La suddetta circolare si è resa necessaria in quanto la normativa in materia di C.U. non è esaustiva per quanto attiene all'ammontare del contributo da versare nelle diverse fasi della procedura concorsuale: infatti, osserva il Ministero, il D.P.R. n. 115/2002, dopo aver previsto in termini generali, all’art. 9, l’obbligo di versamento del contributo unificato per "la procedura concorsuale", ha, al successivo art. 13, comma 5, indicato l’ammontare del contributo unificato dovuto unicamente "per la procedura fallimentare", all’uopo definita quale quella che va "dalla sentenza dichiarativa di fallimento alla chiusura”.

Di conseguenza rimangono fuori dalla suddetta previsione la fase istruttoria prefallimentare, la procedura di opposizione allo stato passivo fallimentare e tutte le fasi giudiziali delle altre procedure concorsuali.

Questo “vuoto” normativo ha ingenerato incertezza e ha fatto sì che, nella prassi operativa degli uffici giudiziari, siano state adottate interpretazioni diverse in merito alla disciplina cui sottoporre tali ultime ipotesi.
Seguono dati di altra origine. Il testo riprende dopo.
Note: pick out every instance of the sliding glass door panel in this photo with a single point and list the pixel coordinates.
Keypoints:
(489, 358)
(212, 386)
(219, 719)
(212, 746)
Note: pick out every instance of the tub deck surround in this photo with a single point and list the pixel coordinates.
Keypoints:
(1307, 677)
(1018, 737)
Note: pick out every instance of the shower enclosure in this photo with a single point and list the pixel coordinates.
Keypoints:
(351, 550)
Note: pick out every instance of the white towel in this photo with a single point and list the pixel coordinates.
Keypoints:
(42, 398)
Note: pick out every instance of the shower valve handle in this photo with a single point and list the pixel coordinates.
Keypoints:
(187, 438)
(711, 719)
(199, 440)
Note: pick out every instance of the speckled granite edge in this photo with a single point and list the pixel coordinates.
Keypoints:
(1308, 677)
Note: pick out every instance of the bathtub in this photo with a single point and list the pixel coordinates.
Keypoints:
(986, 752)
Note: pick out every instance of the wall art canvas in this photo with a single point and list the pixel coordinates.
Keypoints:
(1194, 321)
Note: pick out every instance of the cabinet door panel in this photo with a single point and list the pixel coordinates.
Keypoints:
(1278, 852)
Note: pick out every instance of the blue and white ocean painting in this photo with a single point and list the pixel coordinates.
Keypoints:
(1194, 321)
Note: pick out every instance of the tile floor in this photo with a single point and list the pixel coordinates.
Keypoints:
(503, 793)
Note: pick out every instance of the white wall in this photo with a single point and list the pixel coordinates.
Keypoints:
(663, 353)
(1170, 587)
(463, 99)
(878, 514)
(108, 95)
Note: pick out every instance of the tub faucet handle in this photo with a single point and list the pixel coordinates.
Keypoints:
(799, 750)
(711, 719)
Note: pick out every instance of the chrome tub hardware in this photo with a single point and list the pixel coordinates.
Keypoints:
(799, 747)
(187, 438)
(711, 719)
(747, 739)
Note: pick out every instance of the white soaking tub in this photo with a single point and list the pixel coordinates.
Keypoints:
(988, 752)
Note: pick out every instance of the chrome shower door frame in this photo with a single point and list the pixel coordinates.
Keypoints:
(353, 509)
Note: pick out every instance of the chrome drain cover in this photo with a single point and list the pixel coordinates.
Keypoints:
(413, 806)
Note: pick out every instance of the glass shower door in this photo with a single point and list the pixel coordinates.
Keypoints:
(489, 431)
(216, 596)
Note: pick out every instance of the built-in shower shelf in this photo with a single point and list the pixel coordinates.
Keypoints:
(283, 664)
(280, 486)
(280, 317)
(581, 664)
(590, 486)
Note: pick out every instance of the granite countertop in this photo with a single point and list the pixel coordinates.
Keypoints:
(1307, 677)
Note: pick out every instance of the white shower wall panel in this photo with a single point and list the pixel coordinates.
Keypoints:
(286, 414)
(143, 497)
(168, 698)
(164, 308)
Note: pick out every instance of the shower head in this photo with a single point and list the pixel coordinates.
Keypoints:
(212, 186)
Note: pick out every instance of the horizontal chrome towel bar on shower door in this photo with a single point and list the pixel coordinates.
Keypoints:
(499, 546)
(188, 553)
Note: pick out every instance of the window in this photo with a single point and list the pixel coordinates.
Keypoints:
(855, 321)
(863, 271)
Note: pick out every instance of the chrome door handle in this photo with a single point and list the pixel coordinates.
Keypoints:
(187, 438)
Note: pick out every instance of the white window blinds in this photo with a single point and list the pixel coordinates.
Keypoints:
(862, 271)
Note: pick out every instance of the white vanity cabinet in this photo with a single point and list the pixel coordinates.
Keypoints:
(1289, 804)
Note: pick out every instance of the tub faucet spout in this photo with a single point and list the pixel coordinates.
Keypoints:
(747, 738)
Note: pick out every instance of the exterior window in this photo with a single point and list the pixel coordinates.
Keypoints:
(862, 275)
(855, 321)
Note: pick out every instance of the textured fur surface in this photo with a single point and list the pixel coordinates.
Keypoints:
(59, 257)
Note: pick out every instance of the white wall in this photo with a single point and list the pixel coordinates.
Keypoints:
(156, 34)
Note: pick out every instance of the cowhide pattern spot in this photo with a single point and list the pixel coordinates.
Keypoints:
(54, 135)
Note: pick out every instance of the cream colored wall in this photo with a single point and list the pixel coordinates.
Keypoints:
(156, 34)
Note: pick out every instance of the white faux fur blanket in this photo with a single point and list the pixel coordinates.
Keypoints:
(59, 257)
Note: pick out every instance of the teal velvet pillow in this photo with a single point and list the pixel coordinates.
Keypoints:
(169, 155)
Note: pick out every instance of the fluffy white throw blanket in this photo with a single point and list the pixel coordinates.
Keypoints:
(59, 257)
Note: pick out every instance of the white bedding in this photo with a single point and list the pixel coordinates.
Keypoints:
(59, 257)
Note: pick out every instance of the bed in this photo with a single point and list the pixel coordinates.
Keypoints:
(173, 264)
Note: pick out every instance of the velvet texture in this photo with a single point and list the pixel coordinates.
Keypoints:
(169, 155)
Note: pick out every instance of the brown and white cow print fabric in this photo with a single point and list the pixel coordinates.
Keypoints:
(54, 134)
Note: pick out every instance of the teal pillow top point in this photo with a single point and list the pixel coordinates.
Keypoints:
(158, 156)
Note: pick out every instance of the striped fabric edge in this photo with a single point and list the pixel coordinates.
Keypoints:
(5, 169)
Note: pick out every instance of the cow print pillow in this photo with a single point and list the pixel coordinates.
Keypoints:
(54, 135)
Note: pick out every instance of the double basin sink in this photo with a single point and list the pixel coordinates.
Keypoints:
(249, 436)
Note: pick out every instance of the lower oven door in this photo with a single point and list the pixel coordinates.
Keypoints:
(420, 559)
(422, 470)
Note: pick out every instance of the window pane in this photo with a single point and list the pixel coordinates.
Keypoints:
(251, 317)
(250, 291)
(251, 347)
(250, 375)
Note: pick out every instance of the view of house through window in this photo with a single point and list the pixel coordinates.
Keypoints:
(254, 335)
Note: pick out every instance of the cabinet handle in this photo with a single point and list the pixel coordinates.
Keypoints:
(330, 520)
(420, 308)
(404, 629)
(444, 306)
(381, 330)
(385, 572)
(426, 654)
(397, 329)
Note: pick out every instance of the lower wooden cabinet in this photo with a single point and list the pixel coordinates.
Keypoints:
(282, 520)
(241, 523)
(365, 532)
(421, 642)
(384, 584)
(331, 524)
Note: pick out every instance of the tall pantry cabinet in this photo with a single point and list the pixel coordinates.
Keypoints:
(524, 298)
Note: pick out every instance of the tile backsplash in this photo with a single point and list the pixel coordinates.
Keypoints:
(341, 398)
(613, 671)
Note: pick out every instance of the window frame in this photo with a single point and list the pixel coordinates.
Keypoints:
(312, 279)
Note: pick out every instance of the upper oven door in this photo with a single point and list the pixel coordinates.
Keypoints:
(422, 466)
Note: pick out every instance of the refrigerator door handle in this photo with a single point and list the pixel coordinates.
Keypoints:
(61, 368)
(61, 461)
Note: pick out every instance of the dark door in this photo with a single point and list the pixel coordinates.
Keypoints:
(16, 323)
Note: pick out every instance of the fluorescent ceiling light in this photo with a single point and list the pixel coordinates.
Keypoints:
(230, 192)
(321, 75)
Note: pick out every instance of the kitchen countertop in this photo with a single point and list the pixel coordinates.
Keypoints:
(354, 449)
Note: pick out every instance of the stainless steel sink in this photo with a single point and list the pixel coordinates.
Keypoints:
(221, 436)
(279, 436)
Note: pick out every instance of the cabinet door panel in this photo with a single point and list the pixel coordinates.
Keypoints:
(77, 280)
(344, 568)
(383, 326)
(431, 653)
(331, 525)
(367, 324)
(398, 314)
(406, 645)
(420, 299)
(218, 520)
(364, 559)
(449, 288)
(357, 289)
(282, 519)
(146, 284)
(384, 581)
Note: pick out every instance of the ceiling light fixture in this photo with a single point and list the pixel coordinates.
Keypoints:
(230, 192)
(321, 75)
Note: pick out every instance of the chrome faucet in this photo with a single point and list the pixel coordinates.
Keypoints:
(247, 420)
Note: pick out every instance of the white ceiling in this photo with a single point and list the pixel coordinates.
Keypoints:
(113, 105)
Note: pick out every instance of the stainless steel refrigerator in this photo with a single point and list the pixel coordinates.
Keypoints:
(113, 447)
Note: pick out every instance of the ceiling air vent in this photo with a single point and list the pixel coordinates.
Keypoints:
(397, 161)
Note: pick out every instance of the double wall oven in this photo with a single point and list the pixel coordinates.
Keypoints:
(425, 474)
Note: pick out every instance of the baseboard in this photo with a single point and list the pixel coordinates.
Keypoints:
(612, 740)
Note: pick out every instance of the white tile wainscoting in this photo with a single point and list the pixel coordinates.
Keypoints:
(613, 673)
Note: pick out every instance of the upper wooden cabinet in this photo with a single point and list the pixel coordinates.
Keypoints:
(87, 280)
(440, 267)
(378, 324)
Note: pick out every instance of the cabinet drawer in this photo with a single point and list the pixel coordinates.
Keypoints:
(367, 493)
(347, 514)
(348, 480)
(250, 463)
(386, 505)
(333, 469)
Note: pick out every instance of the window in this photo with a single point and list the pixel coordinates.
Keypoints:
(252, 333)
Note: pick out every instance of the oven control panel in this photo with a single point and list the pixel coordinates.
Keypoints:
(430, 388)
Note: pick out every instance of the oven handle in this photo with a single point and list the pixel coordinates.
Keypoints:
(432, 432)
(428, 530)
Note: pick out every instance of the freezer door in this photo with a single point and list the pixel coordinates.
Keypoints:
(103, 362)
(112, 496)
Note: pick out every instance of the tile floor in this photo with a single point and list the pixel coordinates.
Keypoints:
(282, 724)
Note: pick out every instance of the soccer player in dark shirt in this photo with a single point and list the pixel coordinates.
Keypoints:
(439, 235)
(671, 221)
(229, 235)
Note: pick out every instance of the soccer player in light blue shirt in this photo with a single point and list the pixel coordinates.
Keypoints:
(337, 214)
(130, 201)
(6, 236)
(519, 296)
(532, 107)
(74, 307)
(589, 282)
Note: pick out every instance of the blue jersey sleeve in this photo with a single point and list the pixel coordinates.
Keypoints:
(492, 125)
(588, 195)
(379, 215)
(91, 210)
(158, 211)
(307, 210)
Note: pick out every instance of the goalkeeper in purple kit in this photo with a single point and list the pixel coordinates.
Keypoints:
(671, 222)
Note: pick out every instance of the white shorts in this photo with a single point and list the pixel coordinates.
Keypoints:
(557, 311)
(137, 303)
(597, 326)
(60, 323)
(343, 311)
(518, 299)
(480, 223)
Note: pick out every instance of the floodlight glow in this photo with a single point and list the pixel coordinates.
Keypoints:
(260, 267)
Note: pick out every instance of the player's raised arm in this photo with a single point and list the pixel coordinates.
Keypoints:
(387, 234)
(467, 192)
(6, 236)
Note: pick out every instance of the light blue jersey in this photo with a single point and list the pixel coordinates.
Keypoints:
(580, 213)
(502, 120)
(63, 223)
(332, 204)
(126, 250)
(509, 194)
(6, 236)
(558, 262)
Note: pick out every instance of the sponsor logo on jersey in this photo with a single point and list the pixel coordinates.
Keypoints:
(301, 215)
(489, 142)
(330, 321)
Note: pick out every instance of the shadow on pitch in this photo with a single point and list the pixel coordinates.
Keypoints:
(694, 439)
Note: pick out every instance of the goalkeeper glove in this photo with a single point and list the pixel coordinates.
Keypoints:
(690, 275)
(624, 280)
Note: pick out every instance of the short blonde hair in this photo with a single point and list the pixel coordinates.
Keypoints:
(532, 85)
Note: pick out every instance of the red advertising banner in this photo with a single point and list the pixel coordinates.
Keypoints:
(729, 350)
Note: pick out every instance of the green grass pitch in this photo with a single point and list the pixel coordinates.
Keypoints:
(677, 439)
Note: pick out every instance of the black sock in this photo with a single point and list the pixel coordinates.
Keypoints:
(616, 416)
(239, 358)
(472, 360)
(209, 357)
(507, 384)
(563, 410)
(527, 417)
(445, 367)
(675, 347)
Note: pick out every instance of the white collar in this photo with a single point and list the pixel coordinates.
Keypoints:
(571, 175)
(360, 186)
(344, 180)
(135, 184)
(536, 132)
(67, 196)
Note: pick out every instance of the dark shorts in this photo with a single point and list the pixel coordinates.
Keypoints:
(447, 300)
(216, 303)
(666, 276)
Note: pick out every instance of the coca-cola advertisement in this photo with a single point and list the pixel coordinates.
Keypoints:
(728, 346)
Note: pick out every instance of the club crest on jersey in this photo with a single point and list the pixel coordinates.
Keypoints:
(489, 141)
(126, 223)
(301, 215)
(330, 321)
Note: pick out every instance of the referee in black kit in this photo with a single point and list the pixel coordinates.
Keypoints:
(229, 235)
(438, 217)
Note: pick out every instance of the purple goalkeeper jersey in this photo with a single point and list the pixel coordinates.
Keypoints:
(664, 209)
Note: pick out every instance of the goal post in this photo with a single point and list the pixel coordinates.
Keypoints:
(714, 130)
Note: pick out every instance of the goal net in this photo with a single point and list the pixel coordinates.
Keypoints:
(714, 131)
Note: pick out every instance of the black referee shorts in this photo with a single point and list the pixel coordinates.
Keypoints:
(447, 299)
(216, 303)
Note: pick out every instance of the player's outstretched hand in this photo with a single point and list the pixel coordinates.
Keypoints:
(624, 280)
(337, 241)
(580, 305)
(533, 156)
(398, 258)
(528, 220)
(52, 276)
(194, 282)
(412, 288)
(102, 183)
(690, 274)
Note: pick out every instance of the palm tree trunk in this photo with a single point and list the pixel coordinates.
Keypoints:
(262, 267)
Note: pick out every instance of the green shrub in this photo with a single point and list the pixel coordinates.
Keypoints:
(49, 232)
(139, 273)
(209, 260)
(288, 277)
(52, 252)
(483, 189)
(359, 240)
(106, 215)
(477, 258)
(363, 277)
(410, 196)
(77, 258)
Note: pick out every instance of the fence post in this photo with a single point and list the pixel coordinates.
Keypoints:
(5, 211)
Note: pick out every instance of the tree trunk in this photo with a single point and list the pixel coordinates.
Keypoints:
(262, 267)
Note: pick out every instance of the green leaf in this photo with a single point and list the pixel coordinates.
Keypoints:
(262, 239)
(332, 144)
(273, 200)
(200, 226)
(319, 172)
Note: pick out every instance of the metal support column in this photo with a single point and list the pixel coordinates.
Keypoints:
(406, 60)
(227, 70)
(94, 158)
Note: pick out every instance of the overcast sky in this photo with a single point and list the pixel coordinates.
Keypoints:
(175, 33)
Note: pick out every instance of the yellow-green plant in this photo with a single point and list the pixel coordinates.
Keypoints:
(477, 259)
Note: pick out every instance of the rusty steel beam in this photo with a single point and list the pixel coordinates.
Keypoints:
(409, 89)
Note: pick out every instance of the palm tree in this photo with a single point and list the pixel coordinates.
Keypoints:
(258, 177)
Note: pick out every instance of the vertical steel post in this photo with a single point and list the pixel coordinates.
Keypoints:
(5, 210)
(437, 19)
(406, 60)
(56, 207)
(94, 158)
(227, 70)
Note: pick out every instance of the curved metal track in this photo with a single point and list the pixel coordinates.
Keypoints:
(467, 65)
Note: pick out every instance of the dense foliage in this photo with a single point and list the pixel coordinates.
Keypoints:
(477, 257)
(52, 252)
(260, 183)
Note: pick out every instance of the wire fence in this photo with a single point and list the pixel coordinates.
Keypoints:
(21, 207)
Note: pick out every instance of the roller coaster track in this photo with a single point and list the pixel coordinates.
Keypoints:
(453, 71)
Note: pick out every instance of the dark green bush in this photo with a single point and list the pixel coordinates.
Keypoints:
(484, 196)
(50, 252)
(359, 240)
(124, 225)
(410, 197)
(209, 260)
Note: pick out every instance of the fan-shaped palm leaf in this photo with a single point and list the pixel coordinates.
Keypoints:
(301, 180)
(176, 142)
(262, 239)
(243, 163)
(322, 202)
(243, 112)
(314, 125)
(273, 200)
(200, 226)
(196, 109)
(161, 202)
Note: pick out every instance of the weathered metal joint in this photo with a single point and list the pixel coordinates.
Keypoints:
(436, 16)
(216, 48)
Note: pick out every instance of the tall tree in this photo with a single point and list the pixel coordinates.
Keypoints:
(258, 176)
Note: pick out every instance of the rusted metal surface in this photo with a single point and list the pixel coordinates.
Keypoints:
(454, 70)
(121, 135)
Quindi, al fine di uniformare il comportamento degli uffici giudiziari al riguardo, questi dovranno attenersi, nella determinazione del contributo unificato nelle fasi di natura giurisdizionale delle procedure concorsuali diverse da quella fallimentare, come pure nelle fasi cd. endoprocessuali in cui si articola la procedura fallimentare, ai seguenti criteri:

A) per la procedura fallimentare, ovverosia per "la procedura dalla sentenza dichiarativa di fallimento alla chiusura", dovrà essere versato il contributo fisso di euro 851,00 (art. 13, comma 5, delD.P.R. n. 115 del 2002);

B) per le fasi di natura giurisdizionale delle altre procedure concorsuali, come pure per le fasi "endoprocessuali" della procedura fallimentare non ricomprese nel campo di applicazione del citato art. 13, comma 5, dovrà farsi riferimento alla dichiarazione di valore resa dall’avvocato ai sensi dell’art. 14 D.P.R. n. 115 del 2002 al momento dell’individuazione del giudice competente a decidere sulla domanda proposta e del tipo di procedura azionata.